Teenage Mutant Ninja Turtles: Mutant Mayhem's Animation Style Finally Lets The Characters Shine As Individuals
This post contains spoilers for "Teenage Mutant Ninja Turtles: Mutant Mayhem."
From its inception, "Teenage Mutant Ninja Turtles" was a malleable franchise, one that has never stopped being reinvented. After being introduced in a dark and gritty comic book, an homage and parody of superhero comics of the time, the Turtles became toys and their design and story changed. The same would happen once the Turtles made the jump to animation in the '80s, with a cartoon that introduced new characters, new personalities, backstories, and more. Since then, each new iteration of the "TMNT" has changed things, like when Shredder became an alien, or the first time Splinter went from being a pet rat to a human turned into a rat.
As much as things change, some things stay the same, like the relationship between the Turtles and Splinter or the look of the Turtles. They've always sort of looked the same, the only things telling them apart being their different weapons, their color-coded bandanas, and the belts with their initials on them.
That is not the case with "Teenage Mutant Ninja Turtles: Mutant Mayhem." This is a film that reinvents the whole "TMNT" franchise, turning enemies into friends and changing the backstories of many characters. Some of the bigger changes involve reimagining Splinter's background in martial arts, and doing more to highlight the teenage part of the Turtles by casting actual kids in the main roles and letting them riff on one another. The film also employs a stunning visual style that feels like teenage sketches, as if the Turtles themselves were animating the film, which makes the characters shine as individuals. This last bit is important, because of how rare it is for the franchise.
Heroes in a half shell
In "Mutant Mayhem," there is no mixing up the Turtles, no mistaking which one is which. This is in big part thanks to the character animation team and the voice casting making each Turtle an entirely unique individual with a strong personality — like Ralph's anger issues and Donnie's more reserved and shy demeanor.
But it is the character designs that make the characters stand out. Ralph is not just the bad boy of the group, he is the biggest of the Turtles, a buffier dude with physical prowess that probably doesn't help his anger management. Meanwhile, Mikey is very scrawny and has braces (don't ask how they put those in). The Turtles' personalities inform their looks, which in turn informs how they behave. Though we have had Turtles with individual personalities for decades, the designs here make them even more unique and like true individuals rather than slightly different variations of one another.

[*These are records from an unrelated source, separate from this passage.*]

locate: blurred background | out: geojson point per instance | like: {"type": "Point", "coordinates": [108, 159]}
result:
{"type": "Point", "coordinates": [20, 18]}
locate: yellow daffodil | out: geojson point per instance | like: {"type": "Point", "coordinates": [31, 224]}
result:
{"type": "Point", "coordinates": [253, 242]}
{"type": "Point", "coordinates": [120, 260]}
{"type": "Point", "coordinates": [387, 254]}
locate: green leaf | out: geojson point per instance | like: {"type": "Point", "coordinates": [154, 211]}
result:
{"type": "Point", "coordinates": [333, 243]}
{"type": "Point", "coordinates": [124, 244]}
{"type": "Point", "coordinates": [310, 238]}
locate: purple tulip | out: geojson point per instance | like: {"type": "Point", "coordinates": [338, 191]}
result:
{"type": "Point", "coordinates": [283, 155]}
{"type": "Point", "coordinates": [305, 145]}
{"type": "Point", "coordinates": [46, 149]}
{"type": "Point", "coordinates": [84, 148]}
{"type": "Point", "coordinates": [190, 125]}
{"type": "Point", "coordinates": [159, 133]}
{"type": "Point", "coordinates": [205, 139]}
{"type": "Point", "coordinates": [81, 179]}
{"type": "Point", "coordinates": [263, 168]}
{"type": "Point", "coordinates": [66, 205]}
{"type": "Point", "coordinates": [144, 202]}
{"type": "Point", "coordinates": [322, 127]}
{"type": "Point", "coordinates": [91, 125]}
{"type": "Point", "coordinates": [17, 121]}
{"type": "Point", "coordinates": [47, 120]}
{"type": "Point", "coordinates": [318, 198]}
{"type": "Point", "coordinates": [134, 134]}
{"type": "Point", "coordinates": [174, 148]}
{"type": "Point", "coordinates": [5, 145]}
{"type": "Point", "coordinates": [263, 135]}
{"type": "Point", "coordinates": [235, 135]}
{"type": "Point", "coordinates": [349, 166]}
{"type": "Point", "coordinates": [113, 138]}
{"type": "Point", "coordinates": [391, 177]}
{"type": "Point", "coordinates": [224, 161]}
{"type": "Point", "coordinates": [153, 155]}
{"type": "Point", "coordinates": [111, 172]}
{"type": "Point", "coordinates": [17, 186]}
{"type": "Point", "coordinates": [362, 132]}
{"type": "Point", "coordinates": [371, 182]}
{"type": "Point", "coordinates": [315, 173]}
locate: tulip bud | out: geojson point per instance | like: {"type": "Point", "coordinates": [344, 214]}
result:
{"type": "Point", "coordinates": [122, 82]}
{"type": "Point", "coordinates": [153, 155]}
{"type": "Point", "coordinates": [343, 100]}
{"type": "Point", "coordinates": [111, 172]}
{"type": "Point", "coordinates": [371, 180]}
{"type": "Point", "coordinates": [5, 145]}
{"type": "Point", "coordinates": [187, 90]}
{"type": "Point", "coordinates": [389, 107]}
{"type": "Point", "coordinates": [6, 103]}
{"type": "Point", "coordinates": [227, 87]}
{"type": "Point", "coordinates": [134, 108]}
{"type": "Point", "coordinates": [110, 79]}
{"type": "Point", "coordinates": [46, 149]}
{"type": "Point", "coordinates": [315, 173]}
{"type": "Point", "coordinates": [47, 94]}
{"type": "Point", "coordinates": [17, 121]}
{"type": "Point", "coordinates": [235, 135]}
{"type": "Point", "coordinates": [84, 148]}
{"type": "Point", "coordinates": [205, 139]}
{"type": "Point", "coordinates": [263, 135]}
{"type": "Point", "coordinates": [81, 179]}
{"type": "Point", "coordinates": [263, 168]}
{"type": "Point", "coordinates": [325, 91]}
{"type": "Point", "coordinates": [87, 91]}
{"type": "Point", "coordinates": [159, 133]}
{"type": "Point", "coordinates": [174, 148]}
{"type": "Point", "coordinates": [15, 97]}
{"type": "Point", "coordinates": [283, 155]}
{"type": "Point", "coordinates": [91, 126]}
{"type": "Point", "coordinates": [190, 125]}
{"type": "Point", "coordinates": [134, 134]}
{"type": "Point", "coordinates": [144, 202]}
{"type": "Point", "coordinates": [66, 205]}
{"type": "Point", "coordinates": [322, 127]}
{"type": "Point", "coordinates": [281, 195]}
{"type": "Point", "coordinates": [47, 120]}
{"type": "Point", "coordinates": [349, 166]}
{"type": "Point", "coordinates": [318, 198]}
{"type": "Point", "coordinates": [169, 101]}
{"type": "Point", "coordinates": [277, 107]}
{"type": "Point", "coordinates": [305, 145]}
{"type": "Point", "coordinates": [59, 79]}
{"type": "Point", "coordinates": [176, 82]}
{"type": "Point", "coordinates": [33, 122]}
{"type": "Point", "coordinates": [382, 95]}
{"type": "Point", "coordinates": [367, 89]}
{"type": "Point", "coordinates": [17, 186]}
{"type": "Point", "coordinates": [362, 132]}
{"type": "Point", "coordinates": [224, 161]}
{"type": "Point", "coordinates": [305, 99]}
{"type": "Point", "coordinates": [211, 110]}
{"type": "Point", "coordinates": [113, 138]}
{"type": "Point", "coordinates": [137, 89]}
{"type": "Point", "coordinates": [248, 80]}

Indeed, the look of "Mutant Mayhem" is unlike what we've seen in previous versions of "TMNT." Director Jeff Rowe has described the style of the film as if it was concept work, saying they wanted the style to look "sketchy and imperfect and misshapen and reminiscent of the way you draw when you're a child or a teenager." Most characters look asymmetrical, rough, more like actual mutants in the case of Superfly's gang, who are both a bit off-putting and also goofy. We also see that in the Turtles themselves, who are still growing teenagers.
Not the first time this happened
The thing is, "Teenage Mutant Ninja Turtles: Mutant Mayhem" didn't invent giving the Turtles unique and distinct looks. As mentioned above, these characters and this franchise have evolved with each new portrayal and each new medium. We only got the different bandanas when the Turtles became action figures. And we got different looks for each Turtle in the popular 2018 Nickelodeon show, "Rise of the Teenage Mutant Ninja Turtles."
This was, like "Mutant Mayhem," a reimagining of the franchise that was set in the Turtles' early teens when they had just started their careers as heroes. The show gave Splinter a brand new backstory as a former ninja master and movie star, and introduced supernatural elements like Shredder as a demon. Indeed, in the show the Turtles have anime-like powers learned from mystic ninja techniques (kind of like in "Naruto") such as super speed, super strength, being able to transform objects into weapons, and even the ability to summon spirits of past ninjas.
And the show also gave each Turtle a distinct look, making Raph a big and bulky guy, making Mikey the shortest of the brothers, and Donnie a tall and slender warrior. It was inventive, and it made that show feel fresh and bold, which "Mutant Mayhem" is now taking to the next level.